In July, they returned home to Panthers Stadium, and with it crowds – albeit at a 25% capacity, and their victory over North Queensland saw them gain the outright competition lead.
It would be a spot they would not relinquish for the remainder of the premiership season, as they embarked on a record-breaking season – firstly, they recorded their best ever start to a season in Round 11 with victory over the Gold Coast Titans, and soon after the club record of 8 wins in a row set in 2003 was broken with a victory over the Warriors at Gosford, and it kept growing as the premiership rounds were drawing to a close.
In the penultimate round, the Panthers secured their third minor premiership with an away victory against North Queensland and sealed their dominant season in the premiership rounds with a record breaking 42-0 victory over Canterbury. This was their 15th straight victory and Penrith had recorded the best season for any team since St. George in 1959, losing only one match (and one draw) throughout the 20 premiership rounds. Furthermore, they remained undefeated at Panthers Stadium.
As minor premiers, the Panthers had earned a home final at Panthers Stadium and were to play the Sydney Roosters. The ever-improving situation with the corona virus had seen the NSW government increase capacity to 50% for the finals. After conceding the first two tries to trail 10-0, the Panthers surged with 26 unanswered points (including a first half hat trick to Nathan Cleary) to lead 26-10. However, they had to withstand a comeback from the Roosters, and in the end a Nathan Cleary field goal was the difference. Their victory by the narrowest of margins earnt them a week off and straight to the preliminary final.
Their opponents would be the resurgent South Sydney, who had entered the finals series as one of the form teams. After conceding the first try, the Panthers scored the next two to hold a 14-6 half time lead. The Rabbitohs would cut it to a two-point margin, before stretching ahead to 20-12. Whilst the Rabbitohs finished the match strongly, they were not able to completely bridge the deficit and the Panthers hung on to qualify for their first grand final since 2003.
They had also extended their streak to 17 matches, the equal longest in the NRL era (1998 onwards), matching the 2002 Bulldogs.
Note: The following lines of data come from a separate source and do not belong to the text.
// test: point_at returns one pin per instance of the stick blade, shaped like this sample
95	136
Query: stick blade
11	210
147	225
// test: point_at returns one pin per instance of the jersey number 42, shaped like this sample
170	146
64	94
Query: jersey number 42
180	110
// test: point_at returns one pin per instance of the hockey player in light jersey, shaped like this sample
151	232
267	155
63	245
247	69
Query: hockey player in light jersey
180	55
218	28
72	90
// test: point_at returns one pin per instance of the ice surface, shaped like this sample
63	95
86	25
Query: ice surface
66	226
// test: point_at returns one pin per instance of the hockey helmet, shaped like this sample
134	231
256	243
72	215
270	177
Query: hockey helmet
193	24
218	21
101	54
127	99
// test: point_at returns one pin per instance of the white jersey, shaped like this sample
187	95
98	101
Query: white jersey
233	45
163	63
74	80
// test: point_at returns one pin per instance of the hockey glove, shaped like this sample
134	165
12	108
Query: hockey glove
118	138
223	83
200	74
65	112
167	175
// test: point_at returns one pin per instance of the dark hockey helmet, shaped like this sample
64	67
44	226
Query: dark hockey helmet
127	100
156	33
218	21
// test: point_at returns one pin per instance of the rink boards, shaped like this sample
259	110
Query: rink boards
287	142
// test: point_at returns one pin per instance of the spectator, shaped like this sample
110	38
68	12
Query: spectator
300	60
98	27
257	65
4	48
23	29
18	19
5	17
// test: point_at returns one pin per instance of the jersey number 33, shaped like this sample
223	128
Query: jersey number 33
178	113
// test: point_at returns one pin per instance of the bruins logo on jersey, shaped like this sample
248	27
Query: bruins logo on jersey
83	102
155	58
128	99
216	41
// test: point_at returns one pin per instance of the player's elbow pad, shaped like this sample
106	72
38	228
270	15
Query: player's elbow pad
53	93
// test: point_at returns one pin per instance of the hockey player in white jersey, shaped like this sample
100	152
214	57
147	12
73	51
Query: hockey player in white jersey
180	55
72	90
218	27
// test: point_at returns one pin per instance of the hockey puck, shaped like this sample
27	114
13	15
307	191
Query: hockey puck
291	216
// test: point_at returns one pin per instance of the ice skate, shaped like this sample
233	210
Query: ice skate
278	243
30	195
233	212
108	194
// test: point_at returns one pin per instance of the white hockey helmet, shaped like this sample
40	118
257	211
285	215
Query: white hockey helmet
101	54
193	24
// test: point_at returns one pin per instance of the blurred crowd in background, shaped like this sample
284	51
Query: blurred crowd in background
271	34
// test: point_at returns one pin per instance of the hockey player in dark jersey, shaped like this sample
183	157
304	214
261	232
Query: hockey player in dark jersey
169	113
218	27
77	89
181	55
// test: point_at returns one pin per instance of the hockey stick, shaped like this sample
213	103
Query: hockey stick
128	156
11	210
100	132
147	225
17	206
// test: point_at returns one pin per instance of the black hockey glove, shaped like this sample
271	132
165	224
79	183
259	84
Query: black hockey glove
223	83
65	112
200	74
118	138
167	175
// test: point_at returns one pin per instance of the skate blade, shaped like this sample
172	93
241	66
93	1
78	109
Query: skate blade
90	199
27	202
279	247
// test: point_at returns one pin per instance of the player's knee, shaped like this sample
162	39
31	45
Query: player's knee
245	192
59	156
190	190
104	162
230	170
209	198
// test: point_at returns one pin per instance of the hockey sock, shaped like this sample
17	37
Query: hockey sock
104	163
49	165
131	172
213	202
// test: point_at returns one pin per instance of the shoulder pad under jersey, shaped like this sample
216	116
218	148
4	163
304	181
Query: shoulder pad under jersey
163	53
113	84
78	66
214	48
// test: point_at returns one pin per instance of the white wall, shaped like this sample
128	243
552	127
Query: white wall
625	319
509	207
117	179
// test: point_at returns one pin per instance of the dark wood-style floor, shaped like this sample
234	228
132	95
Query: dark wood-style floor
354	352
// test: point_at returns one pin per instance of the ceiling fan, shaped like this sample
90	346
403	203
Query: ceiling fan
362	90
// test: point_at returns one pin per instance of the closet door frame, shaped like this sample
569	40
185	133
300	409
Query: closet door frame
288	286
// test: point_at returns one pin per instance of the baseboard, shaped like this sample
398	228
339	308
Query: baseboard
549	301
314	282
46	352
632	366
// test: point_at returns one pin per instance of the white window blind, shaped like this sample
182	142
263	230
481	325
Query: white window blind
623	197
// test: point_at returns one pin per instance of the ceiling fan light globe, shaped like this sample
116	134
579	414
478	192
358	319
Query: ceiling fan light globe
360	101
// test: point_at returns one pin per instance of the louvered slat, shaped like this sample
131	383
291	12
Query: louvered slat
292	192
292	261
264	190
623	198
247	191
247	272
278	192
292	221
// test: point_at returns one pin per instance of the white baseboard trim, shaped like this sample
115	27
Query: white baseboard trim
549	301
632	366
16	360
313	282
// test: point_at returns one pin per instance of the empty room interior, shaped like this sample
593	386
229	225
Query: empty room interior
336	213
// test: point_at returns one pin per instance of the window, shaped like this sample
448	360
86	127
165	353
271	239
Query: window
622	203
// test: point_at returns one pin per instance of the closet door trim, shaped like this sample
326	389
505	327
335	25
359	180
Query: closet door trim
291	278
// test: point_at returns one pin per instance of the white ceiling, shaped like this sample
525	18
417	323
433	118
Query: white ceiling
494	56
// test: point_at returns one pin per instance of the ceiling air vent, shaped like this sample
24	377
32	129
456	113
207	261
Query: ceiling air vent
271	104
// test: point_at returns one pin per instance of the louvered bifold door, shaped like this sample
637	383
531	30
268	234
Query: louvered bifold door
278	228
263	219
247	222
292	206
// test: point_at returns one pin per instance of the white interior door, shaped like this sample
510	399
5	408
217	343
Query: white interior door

Whilst the favourite amongst many pundits, Nathan Cleary missed out on the Dally M medal, however was one of a number of players in the Dally M Team of the Year, alongside Stephen Crichton, Viliam Kikau, James Fisher-Harris and Isaah Yeo, with Ivan Cleary awarded the Dally M Coach of the Year. Stephen Crichton was in the mix for Rookie of the Year but also missed out on the award.
Up against the more experienced Melbourne Storm in the decider, the Panthers turned in their worst performance of the season, trailing 22-0 at half time. This was soon extended to 26-0 after the resumption, before a stirring comeback with four unanswered tries saw them fall 6 points short at full time – but not before being given one last opportunity with seconds remaining to potentially force it to golden point.
It was a disappointing end to one of the most dominant seasons ever witnessed, however a number of players were rewarded with selection for both New South Wales and Queensland in the rescheduled State of Origin series that occurred after the grand final.
In December, Nathan Cleary was awarded the Merv Cartwright Medal for player of the year.